Thermoelemente sind aufgrund ihrer Kombination aus großem Temperaturbereich, Robustheit und geringen Kosten die weltweit am häufigsten verwendeten Temperatursensoren. Thermoelemente werden in Anwendungen eingesetzt, die von Haushaltsgeräten über industrielle Prozesse, Stromerzeugung, Ofenüberwachung und -steuerung, Lebensmittel und Getränkeverarbeitung bis hin zu Automobilsensoren, Flugzeugtriebwerken, Raketen, Satelliten und Raumfahrzeugen reichen. Wenn es um hohe Temperaturen, geringe Größe, schnelle Reaktion, starke Vibrationen oder Stöße geht, werden in den meisten Fällen Thermoelemente für die Temperaturmessung eingesetzt.
Thermoelemente für Lebensmittelanwendungen
Thermoelemente können für eine Vielzahl von Anwendungen in der Lebensmittel- und Getränkeindustrie eingesetzt werden, darunter Clean-In-Place-Sensoren, Einstechfühler, Ofensteuerung, Überwachung der Lebensmittelkette, Steuerung und Überwachung von Kochplatten und Temperaturregelung von Dampfkesseln.
Thermoelemente für Extruder
Extruder erfordern hohe Temperaturen und hohen Druck. Sie verfügen außerdem über einen speziellen Gewindeadapter, um die Sensor-Spitze unter den dort herrschenden Hochdruckbedingungen in der geschmolzenen Kunststoffmasse zu positionieren.
Omega bietet die Thermoelemente TER/TEFE/SEFE und SERP für den Einsatz in Extrudern an. Diese Thermoelemente sind mit einem oder zwei Elementen erhältlich und verfügen über das für diese Anwendung erforderliche einzigartige Gehäuse. Omega bietet auch die Produkte BT und CF an, die häufig in den Niederdruckbereichen von Extrudern sowohl in Thermoelement- als auch in RTD-Ausführung verwendet werden.

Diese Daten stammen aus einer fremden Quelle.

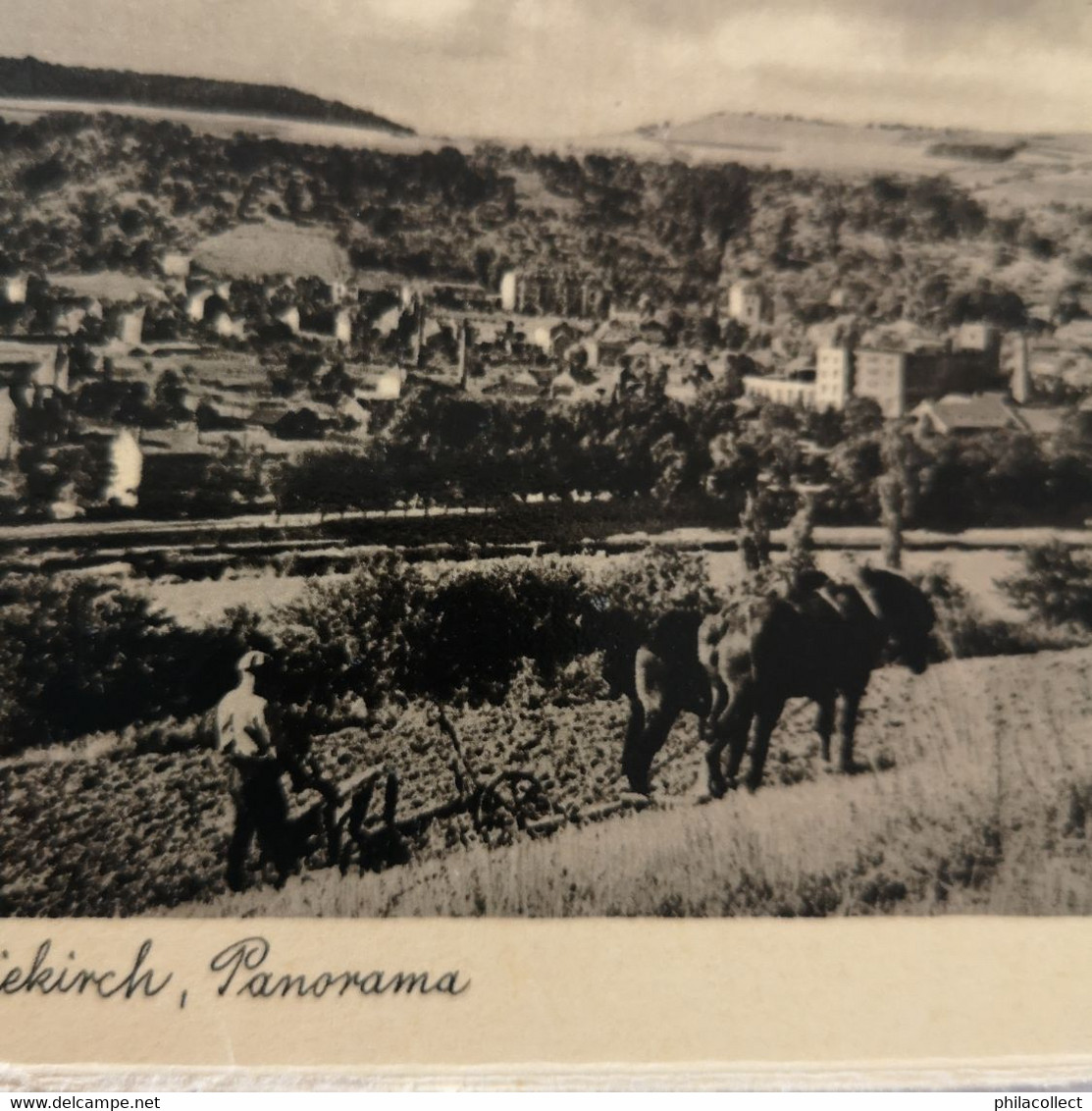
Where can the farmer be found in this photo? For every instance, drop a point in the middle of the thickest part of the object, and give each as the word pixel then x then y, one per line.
pixel 259 759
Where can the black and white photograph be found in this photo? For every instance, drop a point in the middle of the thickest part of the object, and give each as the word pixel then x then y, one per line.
pixel 577 457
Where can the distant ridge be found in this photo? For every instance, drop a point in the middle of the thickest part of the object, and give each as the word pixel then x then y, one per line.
pixel 27 78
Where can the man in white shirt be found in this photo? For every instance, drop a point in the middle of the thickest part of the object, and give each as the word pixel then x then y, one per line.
pixel 259 760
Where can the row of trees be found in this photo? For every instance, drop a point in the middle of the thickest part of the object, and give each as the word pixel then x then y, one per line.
pixel 699 460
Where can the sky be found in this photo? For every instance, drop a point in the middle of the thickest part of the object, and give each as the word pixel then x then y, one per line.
pixel 552 68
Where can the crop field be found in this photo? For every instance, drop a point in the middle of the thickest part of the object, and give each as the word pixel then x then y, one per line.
pixel 976 799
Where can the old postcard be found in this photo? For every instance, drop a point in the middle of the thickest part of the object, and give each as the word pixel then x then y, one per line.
pixel 546 536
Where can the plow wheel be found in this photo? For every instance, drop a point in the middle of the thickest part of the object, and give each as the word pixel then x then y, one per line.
pixel 506 805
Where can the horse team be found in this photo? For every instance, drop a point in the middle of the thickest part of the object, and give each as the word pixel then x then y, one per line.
pixel 738 667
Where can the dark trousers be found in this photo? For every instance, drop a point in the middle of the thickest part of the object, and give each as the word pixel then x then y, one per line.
pixel 261 813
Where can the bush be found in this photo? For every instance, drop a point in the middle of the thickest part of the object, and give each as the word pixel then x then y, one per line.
pixel 660 579
pixel 1056 586
pixel 393 631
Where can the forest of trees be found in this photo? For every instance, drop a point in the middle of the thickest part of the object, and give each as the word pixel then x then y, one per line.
pixel 30 78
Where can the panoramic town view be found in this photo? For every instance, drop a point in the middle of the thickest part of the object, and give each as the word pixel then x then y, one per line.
pixel 689 519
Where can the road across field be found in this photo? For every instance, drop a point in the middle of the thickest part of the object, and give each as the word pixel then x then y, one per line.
pixel 186 533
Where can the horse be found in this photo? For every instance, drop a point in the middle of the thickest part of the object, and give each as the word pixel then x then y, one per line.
pixel 821 642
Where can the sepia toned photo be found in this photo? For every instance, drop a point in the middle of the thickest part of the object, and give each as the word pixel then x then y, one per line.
pixel 493 459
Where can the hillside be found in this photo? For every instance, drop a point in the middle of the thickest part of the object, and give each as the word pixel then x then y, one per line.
pixel 1021 169
pixel 977 801
pixel 27 78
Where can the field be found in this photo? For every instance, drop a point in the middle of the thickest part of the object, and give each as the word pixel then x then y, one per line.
pixel 255 250
pixel 976 801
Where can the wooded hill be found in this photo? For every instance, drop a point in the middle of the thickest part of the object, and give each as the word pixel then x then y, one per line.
pixel 30 78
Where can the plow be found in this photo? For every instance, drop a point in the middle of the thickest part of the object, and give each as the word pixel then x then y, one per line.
pixel 375 832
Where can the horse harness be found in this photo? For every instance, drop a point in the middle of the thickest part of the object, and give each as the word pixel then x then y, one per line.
pixel 837 606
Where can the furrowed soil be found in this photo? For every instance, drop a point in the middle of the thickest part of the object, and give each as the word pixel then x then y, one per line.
pixel 976 800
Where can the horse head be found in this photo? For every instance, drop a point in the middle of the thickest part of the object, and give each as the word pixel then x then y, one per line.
pixel 906 612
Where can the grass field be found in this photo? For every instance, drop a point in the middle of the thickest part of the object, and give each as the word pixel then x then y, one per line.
pixel 977 801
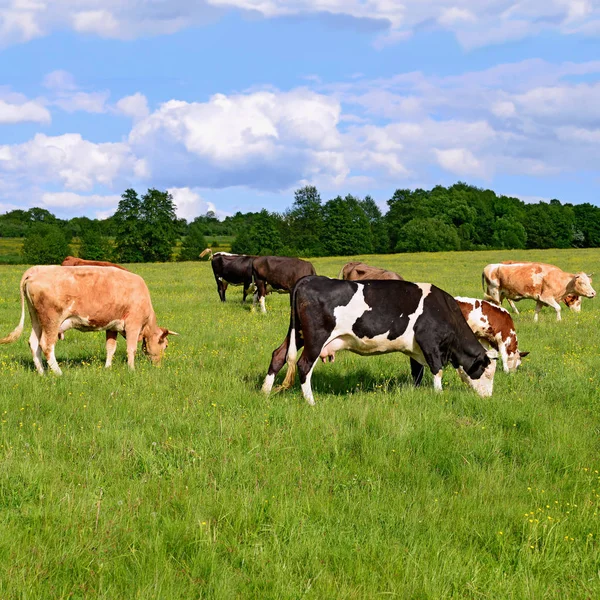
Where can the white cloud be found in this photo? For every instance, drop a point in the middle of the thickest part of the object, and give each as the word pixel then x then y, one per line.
pixel 190 204
pixel 71 161
pixel 134 106
pixel 261 139
pixel 66 94
pixel 474 22
pixel 72 200
pixel 27 111
pixel 459 161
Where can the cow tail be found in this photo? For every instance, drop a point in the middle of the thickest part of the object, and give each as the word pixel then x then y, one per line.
pixel 292 355
pixel 16 334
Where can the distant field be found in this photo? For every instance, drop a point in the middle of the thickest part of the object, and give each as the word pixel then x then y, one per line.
pixel 185 482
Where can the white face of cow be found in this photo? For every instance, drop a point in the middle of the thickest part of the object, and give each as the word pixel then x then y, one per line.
pixel 583 285
pixel 484 386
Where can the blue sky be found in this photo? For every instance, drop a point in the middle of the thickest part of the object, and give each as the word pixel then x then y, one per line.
pixel 233 104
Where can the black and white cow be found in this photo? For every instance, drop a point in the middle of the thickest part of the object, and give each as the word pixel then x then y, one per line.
pixel 279 273
pixel 234 269
pixel 376 317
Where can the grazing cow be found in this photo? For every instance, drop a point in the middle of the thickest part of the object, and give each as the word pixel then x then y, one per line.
pixel 493 326
pixel 376 317
pixel 234 269
pixel 88 299
pixel 546 284
pixel 357 271
pixel 279 273
pixel 73 261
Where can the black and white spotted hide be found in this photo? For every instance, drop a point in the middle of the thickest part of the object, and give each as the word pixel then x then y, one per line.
pixel 376 317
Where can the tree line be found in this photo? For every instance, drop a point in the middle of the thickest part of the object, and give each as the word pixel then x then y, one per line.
pixel 460 217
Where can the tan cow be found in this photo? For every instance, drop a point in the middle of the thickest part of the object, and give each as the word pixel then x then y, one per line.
pixel 493 326
pixel 89 299
pixel 546 284
pixel 74 261
pixel 357 271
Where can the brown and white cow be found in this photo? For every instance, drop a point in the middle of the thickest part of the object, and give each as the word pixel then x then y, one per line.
pixel 493 326
pixel 358 271
pixel 546 284
pixel 279 273
pixel 74 261
pixel 88 299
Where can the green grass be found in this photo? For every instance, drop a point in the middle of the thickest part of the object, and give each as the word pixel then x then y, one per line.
pixel 185 482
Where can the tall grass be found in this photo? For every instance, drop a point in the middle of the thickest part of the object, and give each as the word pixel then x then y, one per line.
pixel 185 482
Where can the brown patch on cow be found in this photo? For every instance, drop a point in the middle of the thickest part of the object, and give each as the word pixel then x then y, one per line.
pixel 73 261
pixel 500 321
pixel 358 271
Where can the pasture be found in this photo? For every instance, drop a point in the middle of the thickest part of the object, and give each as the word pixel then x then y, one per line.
pixel 185 482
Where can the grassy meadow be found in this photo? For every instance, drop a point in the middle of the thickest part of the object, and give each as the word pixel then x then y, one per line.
pixel 185 482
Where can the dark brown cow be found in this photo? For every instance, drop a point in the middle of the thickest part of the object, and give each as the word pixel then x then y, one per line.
pixel 357 271
pixel 74 261
pixel 89 299
pixel 279 273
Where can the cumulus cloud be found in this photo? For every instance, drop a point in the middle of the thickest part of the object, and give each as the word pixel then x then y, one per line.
pixel 74 200
pixel 529 118
pixel 70 161
pixel 267 140
pixel 66 94
pixel 30 111
pixel 134 106
pixel 190 204
pixel 474 22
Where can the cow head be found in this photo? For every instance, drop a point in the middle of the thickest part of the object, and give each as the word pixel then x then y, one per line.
pixel 513 361
pixel 582 285
pixel 573 301
pixel 480 375
pixel 155 343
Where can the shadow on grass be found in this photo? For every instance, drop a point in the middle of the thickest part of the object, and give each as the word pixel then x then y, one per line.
pixel 340 384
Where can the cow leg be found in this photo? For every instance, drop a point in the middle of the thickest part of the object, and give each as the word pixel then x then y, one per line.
pixel 261 292
pixel 277 361
pixel 538 306
pixel 132 340
pixel 556 306
pixel 437 381
pixel 111 346
pixel 221 287
pixel 48 340
pixel 34 344
pixel 417 370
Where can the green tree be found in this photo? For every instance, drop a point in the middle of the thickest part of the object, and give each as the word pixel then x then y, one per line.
pixel 45 245
pixel 194 242
pixel 347 228
pixel 94 246
pixel 262 237
pixel 508 233
pixel 128 228
pixel 306 222
pixel 379 234
pixel 427 235
pixel 157 212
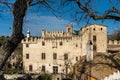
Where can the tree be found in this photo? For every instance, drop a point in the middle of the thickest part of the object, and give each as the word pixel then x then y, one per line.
pixel 115 35
pixel 19 10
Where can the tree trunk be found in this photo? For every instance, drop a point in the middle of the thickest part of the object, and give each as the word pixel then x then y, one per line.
pixel 19 9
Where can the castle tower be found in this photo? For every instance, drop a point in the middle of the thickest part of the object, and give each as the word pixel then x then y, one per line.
pixel 28 34
pixel 69 28
pixel 97 34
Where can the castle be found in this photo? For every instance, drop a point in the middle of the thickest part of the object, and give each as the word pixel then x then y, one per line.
pixel 56 52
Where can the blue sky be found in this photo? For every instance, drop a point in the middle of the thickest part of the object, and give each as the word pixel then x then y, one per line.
pixel 38 19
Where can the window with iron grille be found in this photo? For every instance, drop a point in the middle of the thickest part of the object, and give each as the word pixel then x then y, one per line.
pixel 27 56
pixel 94 48
pixel 54 56
pixel 43 56
pixel 55 69
pixel 94 38
pixel 43 68
pixel 30 68
pixel 65 56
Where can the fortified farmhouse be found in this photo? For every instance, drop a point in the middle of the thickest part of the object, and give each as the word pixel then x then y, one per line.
pixel 55 52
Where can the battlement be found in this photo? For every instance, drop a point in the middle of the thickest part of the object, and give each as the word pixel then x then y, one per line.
pixel 34 40
pixel 113 42
pixel 30 40
pixel 55 34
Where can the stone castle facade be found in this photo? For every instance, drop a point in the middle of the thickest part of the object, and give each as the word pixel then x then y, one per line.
pixel 56 52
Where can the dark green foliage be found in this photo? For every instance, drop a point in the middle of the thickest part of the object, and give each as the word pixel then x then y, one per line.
pixel 76 32
pixel 44 77
pixel 115 35
pixel 3 39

Thermoelemente für niedrige Temperaturen
Thermoelemente vom Typ E, K, T und N können zur Messung von Temperaturen bis zu -200 °C verwendet werden. Die in diesen Thermoelementen verwendeten Legierungen müssen jedoch speziell für den Einsatz bei diesen Temperaturen ausgewählt werden, um die angegebenen Genauigkeiten zu erreichen. Die meisten Hersteller von Thermoelementen kaufen ihre Thermoelementlegierungen mit Kalibrierung für den Einsatz ab 0 °C. Dieselben Legierungen können bis -200 °C verwendet werden, jedoch kann die Genauigkeit etwas von den festgelegten Werten abweichen. Es können individuelle Kalibrierungen erworben werden, um Offset-Werte zu ermitteln.
Thermoelemente für Öfen
Die Bedingungen im Ofen, denen das Thermoelement ausgesetzt sein wird, bestimmen das richtige Thermoelement für die Anwendung. Bei der Auswahl des richtigen Thermoelements müssen unter anderem folgende Bedingungen berücksichtigt werden:
- Temperaturbeständigkeit der Thermoelementdrähte.
- Temperaturbeständigkeit der Ummantelung oder Schutzhülle (Metall oder Keramik).
- Die Atmosphäre, in der es verwendet wird (Luft, reduzierend, oxidierend, inert).
- Die Montage-Konfiguration.
Thermoelemente für geschmolzenes Metall
Die Messung der Temperatur von geschmolzenem Metall ist aufgrund der hohen Temperaturen und der schwierigen Bedingungen schwierig. Aufgrund der auftretenden Temperaturen sind Thermoelemente vom Typ K und N aus unedlen Metallen sowie vom Typ R, S und B aus Platin die einzige Wahl für Kontaktmessungen in diesem Bereich.
Bei der Verwendung von Basismetall-Thermoelementen handelt es sich in der Regel um Massivdrähte mit einem großen Durchmesser von #8 oder #14 AWG mit Keramikisolatoren und Keramik- und/oder Metallschutzrohren. Der große Durchmesser der Drähte vom Typ K oder N sorgt für eine langsamere Degradation, sodass Zeit für Messungen bleibt, bevor die hohen Temperaturen die Drähte zersetzen.
Die Drähte von Platin-Thermoelementen haben in der Regel einen Durchmesser von 20 bis 30 AWG (siehe Serien RAT/SAT/BAT). Im Gegensatz zu den Drähten der Typen K und N aus unedlen Metallen verschlechtern sich die Platindrähte nicht durch Oxidation oder Korrosion, sondern werden durch langfristiges Glühen weich und versagen schließlich aufgrund von Kornwachstum.